Figure 5. Caspase-1 and NLRP3 are involved in the production of IL-1β from human monocytes in response to self dsDNA and anti-dsDNA-positive serum

(A) Monocytes from a healthy donor were incubated for 7 hours with dsDNA in the presence or absence of healthy or anti-dsDNA antibody-positive serum. Active capspase-1 was measured using flow cytometry. Numbers in histograms indicate the frequency (%) of cells positive for active caspase-1. (B) IL-1β ELISA of culture supernatants from monocytes incubated for 18 hours with dsDNA and anti-dsDNA antibody-positive serum in the presence or absence of caspase-1 inhibitor (10 μM) (n = 4). (C) Measuring the NLRP3 gene expression in human monocytes incubated for 6 hours in the presence or absence of anti-dsDNA antibody-positive serum or a combination of dsDNA and anti-dsDNA antibody-positive serum by qPCR (n = 2). (D) IL-1β ELISA of culture supernatants from monocytes nucleofected with scrambled or NLRP3-specific siRNA followed by the incubation for 18 hours with dsDNA and anti-dsDNA antibody-positive serum (n = 6). Representative data from 4 independent experiments (A). Bars and error bars indicate mean and SEM, respectively. *P < 0.05.
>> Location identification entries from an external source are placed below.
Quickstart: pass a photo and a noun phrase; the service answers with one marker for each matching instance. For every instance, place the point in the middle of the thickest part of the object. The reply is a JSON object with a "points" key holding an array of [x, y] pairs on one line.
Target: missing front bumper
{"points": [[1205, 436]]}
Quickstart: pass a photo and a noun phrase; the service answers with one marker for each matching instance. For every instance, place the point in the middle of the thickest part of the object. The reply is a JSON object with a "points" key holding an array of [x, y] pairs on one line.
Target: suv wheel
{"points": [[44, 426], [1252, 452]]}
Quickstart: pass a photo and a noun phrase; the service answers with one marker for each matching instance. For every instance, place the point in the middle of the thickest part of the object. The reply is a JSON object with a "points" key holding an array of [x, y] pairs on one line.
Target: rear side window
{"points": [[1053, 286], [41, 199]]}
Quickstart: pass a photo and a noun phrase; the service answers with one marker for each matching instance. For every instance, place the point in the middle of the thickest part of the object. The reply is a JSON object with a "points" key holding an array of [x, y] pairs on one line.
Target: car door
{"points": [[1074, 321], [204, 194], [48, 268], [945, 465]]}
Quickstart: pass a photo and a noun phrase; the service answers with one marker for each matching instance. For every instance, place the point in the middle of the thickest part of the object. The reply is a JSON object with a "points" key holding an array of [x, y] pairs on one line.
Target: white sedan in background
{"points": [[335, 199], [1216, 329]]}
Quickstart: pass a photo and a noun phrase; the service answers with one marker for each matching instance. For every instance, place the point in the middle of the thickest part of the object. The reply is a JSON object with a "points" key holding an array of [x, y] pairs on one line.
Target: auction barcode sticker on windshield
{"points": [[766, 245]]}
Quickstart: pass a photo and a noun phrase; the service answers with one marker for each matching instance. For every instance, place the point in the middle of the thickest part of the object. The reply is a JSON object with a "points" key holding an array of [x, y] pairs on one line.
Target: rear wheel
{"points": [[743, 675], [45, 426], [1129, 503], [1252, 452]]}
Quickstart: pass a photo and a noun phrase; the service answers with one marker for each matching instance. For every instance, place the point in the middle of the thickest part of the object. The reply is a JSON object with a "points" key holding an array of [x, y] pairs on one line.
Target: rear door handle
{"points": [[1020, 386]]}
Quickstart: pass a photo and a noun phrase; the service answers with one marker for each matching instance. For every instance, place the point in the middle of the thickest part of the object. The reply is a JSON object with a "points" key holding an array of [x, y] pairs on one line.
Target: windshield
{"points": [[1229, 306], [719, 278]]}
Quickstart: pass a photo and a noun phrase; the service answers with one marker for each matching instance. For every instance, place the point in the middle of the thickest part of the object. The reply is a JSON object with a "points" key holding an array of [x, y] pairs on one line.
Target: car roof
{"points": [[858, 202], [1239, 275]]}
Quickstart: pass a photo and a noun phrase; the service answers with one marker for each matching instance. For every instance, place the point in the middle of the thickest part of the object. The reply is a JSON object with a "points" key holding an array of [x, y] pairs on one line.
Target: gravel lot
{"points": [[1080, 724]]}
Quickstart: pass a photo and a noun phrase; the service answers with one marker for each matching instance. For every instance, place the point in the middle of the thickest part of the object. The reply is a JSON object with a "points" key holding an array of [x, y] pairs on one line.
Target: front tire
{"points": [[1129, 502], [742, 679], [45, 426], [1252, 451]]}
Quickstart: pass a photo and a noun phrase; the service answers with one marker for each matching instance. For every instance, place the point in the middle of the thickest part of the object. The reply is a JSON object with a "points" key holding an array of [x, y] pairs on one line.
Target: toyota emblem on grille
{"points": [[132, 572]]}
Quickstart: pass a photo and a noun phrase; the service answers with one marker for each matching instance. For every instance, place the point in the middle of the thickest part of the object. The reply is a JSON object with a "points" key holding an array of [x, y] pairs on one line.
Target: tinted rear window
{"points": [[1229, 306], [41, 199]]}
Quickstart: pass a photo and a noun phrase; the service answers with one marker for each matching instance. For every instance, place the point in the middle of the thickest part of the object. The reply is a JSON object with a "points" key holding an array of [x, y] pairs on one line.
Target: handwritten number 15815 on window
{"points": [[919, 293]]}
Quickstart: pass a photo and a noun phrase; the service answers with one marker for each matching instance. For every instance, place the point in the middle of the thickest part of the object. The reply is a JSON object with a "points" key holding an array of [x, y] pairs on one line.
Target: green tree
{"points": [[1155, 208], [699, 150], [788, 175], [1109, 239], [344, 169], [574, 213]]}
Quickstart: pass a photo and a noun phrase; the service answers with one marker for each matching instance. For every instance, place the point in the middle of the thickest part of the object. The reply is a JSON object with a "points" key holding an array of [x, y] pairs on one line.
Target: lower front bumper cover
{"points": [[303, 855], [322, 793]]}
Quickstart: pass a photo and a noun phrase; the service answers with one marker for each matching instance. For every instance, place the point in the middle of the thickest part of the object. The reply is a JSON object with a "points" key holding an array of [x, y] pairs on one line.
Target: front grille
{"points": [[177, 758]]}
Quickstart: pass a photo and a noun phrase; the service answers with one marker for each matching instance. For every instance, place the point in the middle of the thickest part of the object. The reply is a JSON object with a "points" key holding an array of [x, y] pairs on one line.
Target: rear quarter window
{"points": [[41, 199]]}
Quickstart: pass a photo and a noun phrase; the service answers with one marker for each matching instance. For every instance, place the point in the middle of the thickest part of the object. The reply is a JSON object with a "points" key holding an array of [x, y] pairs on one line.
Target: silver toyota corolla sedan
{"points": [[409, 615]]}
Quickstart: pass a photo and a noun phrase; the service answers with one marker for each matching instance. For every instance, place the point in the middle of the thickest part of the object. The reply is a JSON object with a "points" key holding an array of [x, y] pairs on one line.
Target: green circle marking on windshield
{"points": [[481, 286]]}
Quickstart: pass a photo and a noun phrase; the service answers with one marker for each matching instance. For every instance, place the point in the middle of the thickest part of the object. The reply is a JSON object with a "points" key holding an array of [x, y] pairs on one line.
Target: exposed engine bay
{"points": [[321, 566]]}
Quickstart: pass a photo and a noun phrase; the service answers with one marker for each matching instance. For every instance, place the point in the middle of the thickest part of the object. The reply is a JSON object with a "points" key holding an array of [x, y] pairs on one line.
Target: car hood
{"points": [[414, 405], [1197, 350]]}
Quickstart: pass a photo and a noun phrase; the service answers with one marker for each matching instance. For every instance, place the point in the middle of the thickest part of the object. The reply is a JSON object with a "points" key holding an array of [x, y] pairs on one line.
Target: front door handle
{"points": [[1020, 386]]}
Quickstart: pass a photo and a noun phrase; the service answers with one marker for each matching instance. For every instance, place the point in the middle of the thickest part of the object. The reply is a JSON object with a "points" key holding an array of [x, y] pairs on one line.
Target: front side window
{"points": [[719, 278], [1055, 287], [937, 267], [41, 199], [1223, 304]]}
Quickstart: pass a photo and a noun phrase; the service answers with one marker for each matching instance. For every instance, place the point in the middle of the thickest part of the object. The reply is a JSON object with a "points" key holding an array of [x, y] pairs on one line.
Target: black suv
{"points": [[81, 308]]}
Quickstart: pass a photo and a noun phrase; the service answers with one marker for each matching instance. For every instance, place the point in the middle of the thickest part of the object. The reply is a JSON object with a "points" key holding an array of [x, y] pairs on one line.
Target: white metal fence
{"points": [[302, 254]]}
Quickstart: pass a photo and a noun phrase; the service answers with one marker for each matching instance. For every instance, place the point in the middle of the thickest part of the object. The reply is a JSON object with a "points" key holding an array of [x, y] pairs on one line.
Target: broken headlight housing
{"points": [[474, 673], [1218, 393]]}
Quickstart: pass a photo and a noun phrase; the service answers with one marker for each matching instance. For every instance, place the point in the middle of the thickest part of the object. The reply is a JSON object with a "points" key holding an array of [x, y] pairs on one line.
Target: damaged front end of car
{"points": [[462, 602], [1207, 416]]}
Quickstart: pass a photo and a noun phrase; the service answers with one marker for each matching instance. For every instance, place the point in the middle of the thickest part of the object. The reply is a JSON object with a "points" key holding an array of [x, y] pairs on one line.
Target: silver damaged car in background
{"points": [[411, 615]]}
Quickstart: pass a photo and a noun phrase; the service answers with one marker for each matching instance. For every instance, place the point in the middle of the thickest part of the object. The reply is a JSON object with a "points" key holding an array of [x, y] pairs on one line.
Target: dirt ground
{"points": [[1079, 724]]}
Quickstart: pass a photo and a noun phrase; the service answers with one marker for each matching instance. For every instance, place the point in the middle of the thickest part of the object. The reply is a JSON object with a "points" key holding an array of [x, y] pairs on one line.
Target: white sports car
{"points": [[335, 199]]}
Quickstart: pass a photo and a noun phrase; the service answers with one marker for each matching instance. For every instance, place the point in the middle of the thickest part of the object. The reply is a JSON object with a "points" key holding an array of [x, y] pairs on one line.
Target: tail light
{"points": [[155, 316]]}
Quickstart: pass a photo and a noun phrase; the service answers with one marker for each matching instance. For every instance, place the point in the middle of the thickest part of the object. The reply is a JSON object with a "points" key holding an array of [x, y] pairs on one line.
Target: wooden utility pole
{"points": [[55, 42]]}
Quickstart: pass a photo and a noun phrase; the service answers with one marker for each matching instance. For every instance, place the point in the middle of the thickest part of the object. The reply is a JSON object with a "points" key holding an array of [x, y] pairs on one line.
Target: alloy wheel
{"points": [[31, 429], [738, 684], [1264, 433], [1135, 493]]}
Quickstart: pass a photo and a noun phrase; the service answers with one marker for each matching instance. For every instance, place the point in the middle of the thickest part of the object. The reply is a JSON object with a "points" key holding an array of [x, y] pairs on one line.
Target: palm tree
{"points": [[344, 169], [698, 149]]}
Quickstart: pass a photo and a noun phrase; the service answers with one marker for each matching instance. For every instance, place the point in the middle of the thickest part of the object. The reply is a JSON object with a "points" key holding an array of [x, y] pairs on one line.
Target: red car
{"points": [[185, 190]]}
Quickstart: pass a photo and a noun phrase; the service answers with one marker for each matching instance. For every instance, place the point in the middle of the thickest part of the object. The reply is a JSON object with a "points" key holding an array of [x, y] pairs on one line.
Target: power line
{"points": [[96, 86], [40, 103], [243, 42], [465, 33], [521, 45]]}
Figure 6. The production of IL-1β from human monocytes in response to self dsDNA and anti-dsDNA antibody-positive serum requires reactive oxygen species (ROS) synthesis and K+ efflux

(A) Flow cytometric analysis of reactive oxygen species (ROS) in monocytes stimulated for 4 hours with dsDNA in the presence or absence of healthy or anti-dsDNA antibody-positive serum. (B–C) IL-1β ELISA of culture supernatants from monocytes incubated for 18 hours with dsDNA and anti-dsDNA antibody-positive serum in the presence or absence of the ROS inhibitor DPI (50 μM, B) or KCl (100 mM, C). Representative data from 3 independent experiments (A). Bars and error bars indicate mean and SEM, respectively (n = 5 and 7 for B and C, respectively). *P < 0.05.
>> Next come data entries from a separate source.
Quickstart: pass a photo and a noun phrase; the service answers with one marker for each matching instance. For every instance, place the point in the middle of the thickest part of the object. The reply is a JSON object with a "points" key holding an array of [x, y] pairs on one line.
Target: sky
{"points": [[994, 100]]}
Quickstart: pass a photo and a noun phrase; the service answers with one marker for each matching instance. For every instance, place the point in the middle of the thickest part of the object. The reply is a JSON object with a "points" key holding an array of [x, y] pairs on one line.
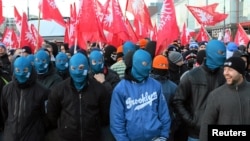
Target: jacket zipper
{"points": [[81, 122]]}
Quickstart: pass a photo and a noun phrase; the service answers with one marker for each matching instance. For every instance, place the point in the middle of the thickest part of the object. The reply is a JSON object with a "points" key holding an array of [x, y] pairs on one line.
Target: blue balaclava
{"points": [[22, 69], [127, 47], [31, 58], [41, 62], [62, 62], [78, 69], [215, 54], [96, 61], [142, 65]]}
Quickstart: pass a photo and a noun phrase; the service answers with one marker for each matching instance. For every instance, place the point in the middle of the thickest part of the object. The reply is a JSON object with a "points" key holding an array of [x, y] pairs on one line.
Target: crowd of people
{"points": [[123, 93]]}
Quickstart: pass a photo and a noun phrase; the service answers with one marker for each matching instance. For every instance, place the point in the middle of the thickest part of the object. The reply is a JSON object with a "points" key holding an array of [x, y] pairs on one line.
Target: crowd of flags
{"points": [[97, 22]]}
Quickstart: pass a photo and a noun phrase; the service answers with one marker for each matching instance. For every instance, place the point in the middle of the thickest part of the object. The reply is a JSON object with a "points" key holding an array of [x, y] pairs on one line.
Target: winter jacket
{"points": [[78, 116], [50, 78], [227, 105], [139, 111], [191, 95], [23, 109]]}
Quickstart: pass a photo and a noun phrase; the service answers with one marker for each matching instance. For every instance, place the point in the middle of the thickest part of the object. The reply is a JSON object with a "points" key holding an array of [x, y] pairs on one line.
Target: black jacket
{"points": [[191, 95], [23, 110], [50, 78], [78, 116]]}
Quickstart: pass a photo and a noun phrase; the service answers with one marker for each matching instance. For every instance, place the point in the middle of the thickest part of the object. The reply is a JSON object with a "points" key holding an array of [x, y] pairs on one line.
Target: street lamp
{"points": [[224, 22]]}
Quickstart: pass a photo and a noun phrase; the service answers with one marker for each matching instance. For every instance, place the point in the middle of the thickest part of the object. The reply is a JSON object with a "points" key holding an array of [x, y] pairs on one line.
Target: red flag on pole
{"points": [[241, 37], [202, 35], [1, 12], [26, 37], [9, 38], [50, 11], [205, 16], [113, 20], [18, 19]]}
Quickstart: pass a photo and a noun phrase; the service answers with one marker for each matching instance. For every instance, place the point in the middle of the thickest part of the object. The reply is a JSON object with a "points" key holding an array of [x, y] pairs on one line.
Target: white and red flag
{"points": [[168, 30], [18, 19], [185, 35], [202, 35], [241, 37]]}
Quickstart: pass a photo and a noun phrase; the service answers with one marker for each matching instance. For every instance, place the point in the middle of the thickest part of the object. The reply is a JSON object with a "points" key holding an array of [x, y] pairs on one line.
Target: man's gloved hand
{"points": [[160, 139]]}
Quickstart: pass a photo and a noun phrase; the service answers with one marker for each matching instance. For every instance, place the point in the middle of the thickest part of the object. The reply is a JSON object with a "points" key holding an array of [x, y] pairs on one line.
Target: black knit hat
{"points": [[236, 63]]}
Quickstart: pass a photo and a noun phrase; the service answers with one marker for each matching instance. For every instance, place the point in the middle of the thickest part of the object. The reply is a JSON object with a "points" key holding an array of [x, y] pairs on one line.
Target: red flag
{"points": [[70, 31], [211, 8], [26, 37], [89, 26], [227, 37], [241, 37], [154, 33], [113, 20], [168, 30], [205, 15], [9, 38], [37, 36], [1, 12], [202, 35], [184, 38], [66, 34], [131, 31], [18, 19], [142, 17], [50, 11]]}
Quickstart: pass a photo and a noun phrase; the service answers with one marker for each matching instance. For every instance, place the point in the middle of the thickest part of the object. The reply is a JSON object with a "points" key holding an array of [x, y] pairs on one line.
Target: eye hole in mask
{"points": [[221, 52]]}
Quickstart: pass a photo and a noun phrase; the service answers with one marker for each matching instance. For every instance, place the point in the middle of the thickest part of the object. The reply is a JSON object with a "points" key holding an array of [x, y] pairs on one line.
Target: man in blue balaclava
{"points": [[80, 102], [141, 65], [22, 69], [79, 70], [137, 98], [62, 65], [215, 54], [42, 61], [31, 98], [96, 60], [107, 77], [45, 70], [195, 86]]}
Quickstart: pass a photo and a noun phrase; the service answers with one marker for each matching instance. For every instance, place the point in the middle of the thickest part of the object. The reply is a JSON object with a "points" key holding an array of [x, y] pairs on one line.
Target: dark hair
{"points": [[66, 46]]}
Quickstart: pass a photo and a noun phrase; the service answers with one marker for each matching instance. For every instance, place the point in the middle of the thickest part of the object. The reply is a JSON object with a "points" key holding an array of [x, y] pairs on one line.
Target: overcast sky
{"points": [[63, 6]]}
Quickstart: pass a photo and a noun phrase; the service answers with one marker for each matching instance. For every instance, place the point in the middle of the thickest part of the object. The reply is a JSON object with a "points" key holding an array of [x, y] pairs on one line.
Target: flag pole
{"points": [[38, 30]]}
Figure 7. Cell culture supernatant from monocytes treated with a combination of self dsDNA and anti-dsDNA antibody-positive serum promotes IL-17 production from IL-1 receptor I (IL-1RI)-positive memory CD4⁺ T cells in an IL-1β-dependent manner

ELISA of IL-17 production from sorted human IL-1RI⁺ memory CD4⁺ T cells that were stimulated for 5 days with anti-CD3 and -CD28 antibody-coated beads in 80% culture medium with 20% of supernatants from monocytes treated for 18 hours with self dsDNA in the presence or absence of anti-dsDNA antibody-positive serum. Some IL-1RI⁺ memory CD4⁺ T cells were incubated with culture medium alone or medium with anti-CD3 and anti-CD28 antibody-coated beads in the presence or absence of recombinant IL-1β (20 ng/ml). IL-1R antagonist (100 ng/ml) was added on days 0 and 2. Bars and error bars indicate mean and SEM, respectively (n = 5). The presence and absence of each treatment are indicated by + and −, respectively. *P < 0.05.